Since it’s Halloween, let me tell you the story of the haunted house that wasn’t.
Two years ago, Everest was 4, and somehow he determined that he desperately wanted to go to a haunted house.
However, this is a child who gets spooked easily — he squeezes his eyes shut and covers his ears during parts of “Moana.” So I knew better than to take him to the Bloody Frightmare Serial Killer Corn Maze or some such thing that would traumatize him for life.
Then I saw an ad from a restaurant here called Dringk or Drangk, (I can never remember which one), promoting their kid-friendly activities, including a haunted house.
The ad specifically said, “Come and enjoy our haunted house.”
I told Everest about it, and he was stoked. For a couple weeks, he talked about the haunted house nonstop and bragged that he was going to be so brave. I smiled and agreed, even though I knew this was a rather vanilla place in a pedestrian mall we were talking about here. I figured this would be a spooky corner with construction paper spiders. Maybe a witch would pop out from behind a screen. BOOM. Haunted house, done.
On Halloween night, we got dressed up and headed out early to beat the crowds. Everest chattered about the haunted house the whole way there.
We were the first people to arrive at Dringk/Drangk, so I asked the hostess if we could do the haunted house before sitting down to dinner.
“We don’t have a haunted house,” she said.
I pulled out the ad.
“This says you do.”
“No,” the hostess laughed. “I think they meant, like, enjoy the essence of a haunted house. Like, for a night we have the vibe of a haunted house.”
My son didn’t want a vibe. He wanted an actual haunted house.
I hissed and said something to that effect. And then I think I begged. I didn’t even need a good haunted house. Just something haunted-adjacent. A creepy warehouse. A cobwebby garage. Anything to prevent me from becoming the broken husk of a mom who just ruined Halloween.

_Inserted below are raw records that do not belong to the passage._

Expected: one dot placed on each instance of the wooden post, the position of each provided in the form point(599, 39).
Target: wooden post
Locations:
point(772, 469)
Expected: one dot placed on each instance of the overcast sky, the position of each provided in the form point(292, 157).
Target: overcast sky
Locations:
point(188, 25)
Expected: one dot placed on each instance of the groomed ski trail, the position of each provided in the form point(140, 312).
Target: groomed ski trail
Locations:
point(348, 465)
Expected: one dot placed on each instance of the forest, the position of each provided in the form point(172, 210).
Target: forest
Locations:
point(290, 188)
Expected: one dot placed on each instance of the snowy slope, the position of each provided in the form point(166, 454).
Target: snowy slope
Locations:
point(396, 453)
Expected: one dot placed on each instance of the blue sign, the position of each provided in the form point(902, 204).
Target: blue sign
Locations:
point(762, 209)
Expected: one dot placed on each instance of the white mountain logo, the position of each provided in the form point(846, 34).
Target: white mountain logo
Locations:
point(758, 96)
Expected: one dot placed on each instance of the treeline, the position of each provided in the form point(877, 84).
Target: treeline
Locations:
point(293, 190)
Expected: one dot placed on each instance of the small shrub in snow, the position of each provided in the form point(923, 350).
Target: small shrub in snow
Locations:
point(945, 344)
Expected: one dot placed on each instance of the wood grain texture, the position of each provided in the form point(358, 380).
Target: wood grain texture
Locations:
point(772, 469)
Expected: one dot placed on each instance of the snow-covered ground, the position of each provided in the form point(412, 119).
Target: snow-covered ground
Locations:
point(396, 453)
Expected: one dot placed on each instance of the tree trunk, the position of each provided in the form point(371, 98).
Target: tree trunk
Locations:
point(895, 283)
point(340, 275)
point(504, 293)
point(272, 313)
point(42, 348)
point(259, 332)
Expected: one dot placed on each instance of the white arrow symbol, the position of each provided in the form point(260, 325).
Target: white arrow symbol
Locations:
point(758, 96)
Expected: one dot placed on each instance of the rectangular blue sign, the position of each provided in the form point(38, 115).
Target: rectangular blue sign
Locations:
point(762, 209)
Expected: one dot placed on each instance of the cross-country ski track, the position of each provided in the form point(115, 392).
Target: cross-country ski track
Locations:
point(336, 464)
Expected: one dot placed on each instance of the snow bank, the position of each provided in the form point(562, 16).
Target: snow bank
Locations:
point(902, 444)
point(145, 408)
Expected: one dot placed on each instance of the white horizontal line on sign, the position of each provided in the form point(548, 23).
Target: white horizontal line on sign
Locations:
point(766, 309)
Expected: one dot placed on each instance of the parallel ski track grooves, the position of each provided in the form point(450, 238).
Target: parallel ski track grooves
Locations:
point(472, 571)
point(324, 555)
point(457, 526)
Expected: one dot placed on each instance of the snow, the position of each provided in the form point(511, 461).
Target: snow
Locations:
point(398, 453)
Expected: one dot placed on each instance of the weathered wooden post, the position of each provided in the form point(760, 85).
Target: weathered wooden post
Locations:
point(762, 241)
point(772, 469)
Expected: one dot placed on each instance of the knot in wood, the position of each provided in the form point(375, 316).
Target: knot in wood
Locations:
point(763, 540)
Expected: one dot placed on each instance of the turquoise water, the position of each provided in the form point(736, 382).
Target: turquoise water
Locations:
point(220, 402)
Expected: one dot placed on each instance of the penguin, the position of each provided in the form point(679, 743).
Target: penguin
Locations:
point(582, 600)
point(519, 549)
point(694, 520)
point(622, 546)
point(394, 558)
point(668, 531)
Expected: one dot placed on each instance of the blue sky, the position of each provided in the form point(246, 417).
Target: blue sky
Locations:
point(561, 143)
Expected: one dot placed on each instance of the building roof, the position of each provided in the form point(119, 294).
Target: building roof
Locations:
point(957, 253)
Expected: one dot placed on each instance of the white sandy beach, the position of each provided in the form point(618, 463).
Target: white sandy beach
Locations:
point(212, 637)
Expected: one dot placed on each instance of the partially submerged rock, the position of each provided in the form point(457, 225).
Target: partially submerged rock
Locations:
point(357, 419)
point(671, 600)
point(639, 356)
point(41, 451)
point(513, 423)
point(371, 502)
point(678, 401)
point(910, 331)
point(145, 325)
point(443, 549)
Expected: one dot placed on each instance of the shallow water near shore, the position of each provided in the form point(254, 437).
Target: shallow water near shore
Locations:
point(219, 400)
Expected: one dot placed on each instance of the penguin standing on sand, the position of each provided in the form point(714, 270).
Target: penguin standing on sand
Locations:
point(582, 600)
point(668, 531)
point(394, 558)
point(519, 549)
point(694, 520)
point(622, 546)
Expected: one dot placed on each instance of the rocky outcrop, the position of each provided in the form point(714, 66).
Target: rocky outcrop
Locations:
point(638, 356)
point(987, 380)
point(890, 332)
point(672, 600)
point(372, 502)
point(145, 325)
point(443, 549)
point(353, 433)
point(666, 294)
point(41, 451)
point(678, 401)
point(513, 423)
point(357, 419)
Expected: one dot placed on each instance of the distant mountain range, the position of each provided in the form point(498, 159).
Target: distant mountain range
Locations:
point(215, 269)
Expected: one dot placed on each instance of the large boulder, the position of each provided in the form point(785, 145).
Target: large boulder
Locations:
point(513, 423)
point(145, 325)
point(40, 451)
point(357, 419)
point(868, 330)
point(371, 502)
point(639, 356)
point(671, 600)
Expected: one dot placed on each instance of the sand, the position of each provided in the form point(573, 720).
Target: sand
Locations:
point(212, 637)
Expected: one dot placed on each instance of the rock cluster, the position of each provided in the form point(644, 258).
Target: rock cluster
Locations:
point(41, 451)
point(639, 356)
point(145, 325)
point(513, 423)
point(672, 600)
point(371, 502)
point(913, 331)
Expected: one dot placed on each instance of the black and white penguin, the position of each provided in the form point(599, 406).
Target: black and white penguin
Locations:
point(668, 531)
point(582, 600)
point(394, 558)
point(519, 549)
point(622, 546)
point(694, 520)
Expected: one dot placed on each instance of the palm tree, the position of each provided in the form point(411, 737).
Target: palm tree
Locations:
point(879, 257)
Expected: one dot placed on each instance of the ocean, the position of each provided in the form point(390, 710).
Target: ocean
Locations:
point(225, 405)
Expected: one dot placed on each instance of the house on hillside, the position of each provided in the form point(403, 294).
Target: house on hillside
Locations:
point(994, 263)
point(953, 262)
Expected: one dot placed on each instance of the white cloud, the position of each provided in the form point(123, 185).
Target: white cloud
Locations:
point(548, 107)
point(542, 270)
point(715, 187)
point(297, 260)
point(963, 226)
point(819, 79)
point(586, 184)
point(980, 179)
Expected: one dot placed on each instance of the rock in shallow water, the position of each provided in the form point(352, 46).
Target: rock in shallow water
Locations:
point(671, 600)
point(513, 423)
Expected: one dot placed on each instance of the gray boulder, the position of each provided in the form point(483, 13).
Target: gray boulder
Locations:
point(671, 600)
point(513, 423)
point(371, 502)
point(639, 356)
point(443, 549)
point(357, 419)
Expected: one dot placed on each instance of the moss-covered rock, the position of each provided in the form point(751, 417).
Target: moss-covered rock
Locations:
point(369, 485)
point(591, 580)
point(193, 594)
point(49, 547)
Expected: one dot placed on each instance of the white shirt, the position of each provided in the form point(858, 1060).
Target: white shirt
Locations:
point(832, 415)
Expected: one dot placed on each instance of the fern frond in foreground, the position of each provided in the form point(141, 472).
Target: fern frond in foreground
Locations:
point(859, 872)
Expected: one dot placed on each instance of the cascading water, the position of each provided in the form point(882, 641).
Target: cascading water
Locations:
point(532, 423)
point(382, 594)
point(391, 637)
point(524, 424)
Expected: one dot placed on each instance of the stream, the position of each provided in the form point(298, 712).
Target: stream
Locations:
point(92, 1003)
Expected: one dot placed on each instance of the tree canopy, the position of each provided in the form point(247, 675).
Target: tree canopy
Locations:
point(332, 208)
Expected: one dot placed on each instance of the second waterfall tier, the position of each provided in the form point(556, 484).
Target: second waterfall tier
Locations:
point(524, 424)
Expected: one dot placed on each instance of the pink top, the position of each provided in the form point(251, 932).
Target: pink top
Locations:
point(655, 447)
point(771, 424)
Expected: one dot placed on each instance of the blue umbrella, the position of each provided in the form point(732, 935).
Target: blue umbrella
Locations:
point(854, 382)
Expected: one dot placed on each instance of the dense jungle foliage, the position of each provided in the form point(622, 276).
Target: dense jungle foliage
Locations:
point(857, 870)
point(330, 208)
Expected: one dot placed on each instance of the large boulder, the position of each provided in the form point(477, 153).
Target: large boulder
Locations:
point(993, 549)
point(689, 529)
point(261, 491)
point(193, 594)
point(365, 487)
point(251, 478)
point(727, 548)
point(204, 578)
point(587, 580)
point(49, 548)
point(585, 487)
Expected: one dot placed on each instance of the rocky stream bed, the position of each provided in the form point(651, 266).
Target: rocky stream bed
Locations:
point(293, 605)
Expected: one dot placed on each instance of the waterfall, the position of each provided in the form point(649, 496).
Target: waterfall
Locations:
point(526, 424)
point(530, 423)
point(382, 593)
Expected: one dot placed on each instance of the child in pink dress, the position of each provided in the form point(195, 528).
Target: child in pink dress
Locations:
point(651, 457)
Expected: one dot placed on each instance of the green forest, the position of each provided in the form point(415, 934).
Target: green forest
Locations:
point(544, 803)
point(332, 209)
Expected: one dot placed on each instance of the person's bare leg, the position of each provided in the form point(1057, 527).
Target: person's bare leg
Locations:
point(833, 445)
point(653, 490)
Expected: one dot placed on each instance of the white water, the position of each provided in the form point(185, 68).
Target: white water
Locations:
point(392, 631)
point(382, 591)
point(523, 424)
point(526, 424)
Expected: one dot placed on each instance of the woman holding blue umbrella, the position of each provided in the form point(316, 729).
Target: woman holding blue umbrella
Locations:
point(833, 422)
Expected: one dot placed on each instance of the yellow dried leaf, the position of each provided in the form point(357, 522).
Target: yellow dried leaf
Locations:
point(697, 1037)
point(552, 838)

“There’s a haunted house around the corner,” the hostess said.
That’s all I needed to hear. I grabbed Everest’s hand and flew around the corner to another storefront marked with a simple haunted house sign. There was no line, which seemed unusual on Halloween. There was also no obvious sign about ticket prices, so I assumed it would be pricey. If I have to ask, it’s almost always too expensive.
I pulled out my phone, logged on the wifi of a nearby BBQ place, and started searching for a Groupon. I was still scrolling through the phone when I flung open the door.
Everest and I stepped inside.
I thought there’d be a desk or a counter. At the very least, someone taking money. But there wasn’t.
It was empty.
The walls were draped with sheets and there were blood splatters everywhere. We saw a few hospital bed-looking things, but nobody was in them.
“Hello?” I called out.
Nobody answered.
We walked further into the building.
Silence.
I thought maybe this was part of the thing, so I braced myself for the maniacal, chainsaw-wielding surgeon to come raring out of the shadows.
Nothing.
I approached another set of drapes, and my muscles stiffened as I imagined every monster that might leap at us, every gory, unholy thing that I might find. I tugged a sheet back.
Again, nothing. Imagine being on a roller coaster and the drop never comes.
“Mommy, this is weird.”
I exhaled. He was right. An abandoned fake haunted house in an outdoor mall was very weird.
“Let’s go, baby.” I tugged on E’s hand and led him out of the building.
It was genuinely the scariest haunted house I’ve ever been to, because anticipating the worst turned out to be worse than any masked man or howling ghoul. That’s where real terror exists —in everything I conjured and how I held that dread in my body. Not what happened.
As for Everest, he still believes himself to be very brave. But now he also thinks haunted houses are boring.